Die Sonne strahlt durch die unbelaubten Kronen eines alten Buchenwaldes im Höhenzug des Deisters bei Hannover. Zwischen den dicken Stämmen, wo noch vor wenigen Tagen nur trockenes Laub zu sehen war, erstreckt sich jetzt ein zart grüner Teppich aus Tausenden und Abertausenden schmal-lanzettlicher Blättchen des Bärlauchs. Wildstauden-Experte Willi Tangermann hat ihn schon von Weitem erkannt

Von Von Klaus Schell |
    Die Sonne strahlt durch die unbelaubten Kronen eines alten Buchenwaldes im Höhenzug des Deisters bei Hannover. Zwischen den dicken Stämmen, wo noch vor wenigen Tagen nur trockenes Laub zu sehen war, erstreckt sich jetzt ein zart grüner Teppich aus Tausenden und Abertausenden schmal-lanzettlicher Blättchen des Bärlauchs. Wildstauden-Experte Willi Tangermann hat ihn schon von Weitem erkannt

    ... weil dieser Bärlauch einen typischen Knoblauchgeruch verströmt, er hat praktisch auch alle Inhaltsstoffe, die im Knoblauch zu finden sind, nur vielleicht nicht ganz so konzentriert.
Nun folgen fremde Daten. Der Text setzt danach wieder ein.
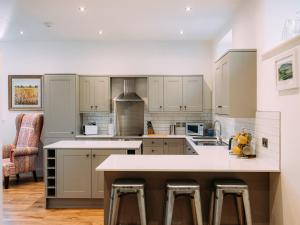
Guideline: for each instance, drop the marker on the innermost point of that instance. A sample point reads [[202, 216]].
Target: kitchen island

    Mit seinen Ausdünstungen hält sich der Bärlauch die Konkurrenz vom Leib und kann so flächenhafte Reinbestände ausbilden. Wenn reichlich Sonnenlicht den Waldboden erwärmt, treibt er aus, bildet später zierlich weiße Blütensterne um bereits im Frühsommer wieder zu verwelken. Die dunkle Zeit im dicht belaubten Sommerwald und den kalten Rest des Jahres verbringt er unterirdisch, in einer schlanken Zwiebel. In Deutschland, das weiß Willi Tangermann, steht die Pflanze

    ...meist in Laubwäldern oder Auewäldern, wo sie eben genug Bodenfeuchtigkeit haben. Den können Sie vor allem in den Mittelgebirgen finden, den finden Sie nicht so sehr im Norddeutschen Tiefland: auf den Sandböden gibt es weniger Bärlauch.

    Professor Hans-Joachim Küsters vom Institut für Geobotanik der Uni Hannover weiß auch, dass man bei Ausgrabungen frühzeitlicher Pfahlbausiedlungen am Ufer des Bodensees Spuren von Bärlauch gefunden hat

    Wahrscheinlich wurde er tatsächlich von den Menschen gegessen, dem Vieh kann man diese Pflanze eigentlich nicht zu fressen geben, die Milch wird nämlich ungenießbar, wenn man Kühe mit Bärlauch gefüttert hat.

    Den Germanen verlieh der das frische Grün angeblich Bärenkräfte. Tatsächlich enthält es viel Vitamin C und hat durch zahlreiche Inhaltsstoffe wie z.B. Schwefelverbindungen auch eine heilsame Wirkung. Willi Tangermann:

    Man sagt ihm nach, dass er gegen Arterienverkalkung und dergleichen helfen soll, Blutdruck senken und Magen und Darm kräftig reinigen und vielleicht auch böse Geister und Vampire vertreiben, wie man so im Volksmund meint dazu, nicht?

    Der Volksmund hat viele Namen für den Bärlauch: Waldknoblauch, Hexenzwiebel oder auch Zigeunerlauch. Professor Küsters:

    Das galt als abschätzig und mit diesem Zigeunerlauch wollte man nicht würzen, mit dem wollte man nichts zu tun haben.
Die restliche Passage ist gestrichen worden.